Add up all your credits and multiply by 0.15 to figure out roughly how much to subtract from your tax payable.

You can only use your credits to reduce your tax payable to zero—the CRA will never owe you money beyond that.

How to calculate your tax refund

The easiest way to calculate your tax refund is to use an online tax calculator or have an accountant do the sums for you.

You can also do a rough reckoning on paper, but depending on how complex your financial situation is it may take you some time.

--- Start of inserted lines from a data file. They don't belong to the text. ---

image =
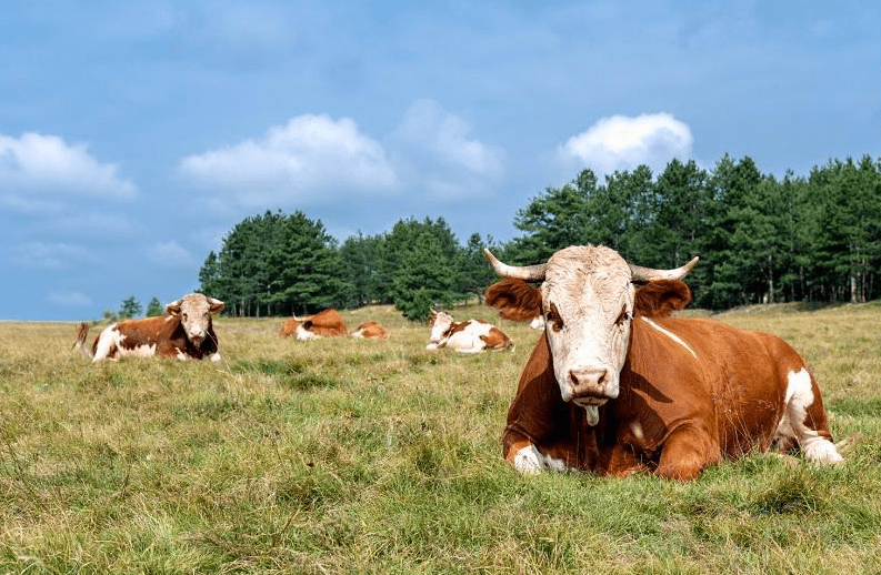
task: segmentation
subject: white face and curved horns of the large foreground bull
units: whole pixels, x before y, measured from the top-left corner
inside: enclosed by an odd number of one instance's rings
[[[681,280],[698,262],[675,270],[629,264],[604,246],[572,246],[547,263],[513,266],[484,250],[495,273],[524,282],[542,282],[541,314],[563,401],[584,407],[595,425],[598,408],[618,397],[634,313],[634,283]],[[537,310],[538,311],[538,310]]]

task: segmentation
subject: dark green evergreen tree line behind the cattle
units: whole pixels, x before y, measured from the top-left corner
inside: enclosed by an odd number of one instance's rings
[[[411,319],[477,296],[495,281],[489,246],[508,263],[543,262],[568,245],[604,244],[628,261],[689,274],[695,304],[722,310],[759,302],[864,302],[881,285],[881,159],[830,160],[807,176],[762,174],[749,157],[712,170],[672,160],[600,182],[584,170],[547,188],[514,216],[521,235],[462,245],[442,218],[400,220],[342,244],[300,211],[237,224],[199,273],[201,291],[236,315],[306,314],[322,307],[394,304]]]

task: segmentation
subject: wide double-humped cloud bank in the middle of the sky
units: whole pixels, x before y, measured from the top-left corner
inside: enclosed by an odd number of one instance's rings
[[[504,152],[471,134],[471,123],[432,100],[411,105],[380,140],[354,120],[303,114],[259,139],[186,157],[179,172],[244,206],[338,203],[422,193],[485,193],[504,171]]]

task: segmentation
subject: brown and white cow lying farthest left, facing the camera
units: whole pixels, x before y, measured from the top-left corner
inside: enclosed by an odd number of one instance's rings
[[[211,316],[223,311],[223,302],[190,293],[166,306],[168,315],[128,320],[108,325],[94,339],[91,351],[86,345],[88,324],[80,325],[76,347],[99,362],[126,355],[210,359],[220,361],[218,339]]]

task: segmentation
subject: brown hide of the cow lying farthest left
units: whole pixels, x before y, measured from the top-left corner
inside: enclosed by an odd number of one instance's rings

You will need five final numbers:

  1. Income tax already paid

  2. Total taxable income

  3. Total deductions

  4. Average tax rate

  5. Total credits multiplied by 0.15

The equation is:

  1. Total income - Total deduction = Tax payable

  2. Tax payable x average tax rate = Tax owed

  3. Total tax owed - (sum of all credits x 0.15) = Total tax payable

  4. Total tax payable - tax already paid = refund

It’s basic elementary school math—adding, subtracting and percentages. While it may look intimidating, you’ll get the hang of it fast, and probably get more in touch with your finances while you’re at it.

How long it takes to get tax back in Canada

The CRA typically sends your tax refund within two weeks when you file online, or within eight weeks when you file a paper return. If you live outside of Canada returns may take up to 16 weeks. If your tax return is flagged for an in-depth review it may take longer.

The CRA recommends signing up for direct deposit with your online bank to get your return faster.

If the CRA takes longer then about a month to deliver your refund then they will pay you a compound daily interest of between 2 and 6%. (No interest is given for the overpayment collected and held throughout the year.)

Why you might not have gotten your tax refund

You may not get a refund if it’s less than $2, if you owe child support payments, or if you owe the government any money (if you have any outstanding student loans or if you have a previous tax balance).

If none of these scenarios apply to you, then contact the CRA after 8 weeks.

Adjusting your tax refund

In order to adjust your tax refund you must adjust your tax return. Once you receive your notice of assessment you can adjust different lines in your return. You can do this for the past 10 years of returns.

If you filed your return online, you can adjust certain lines of your return either through MyAccount, or through ReFile. If you filed your return by paper you can mail in a completed Form T1-ADJ, T1 Adjustment Request and all supporting documents.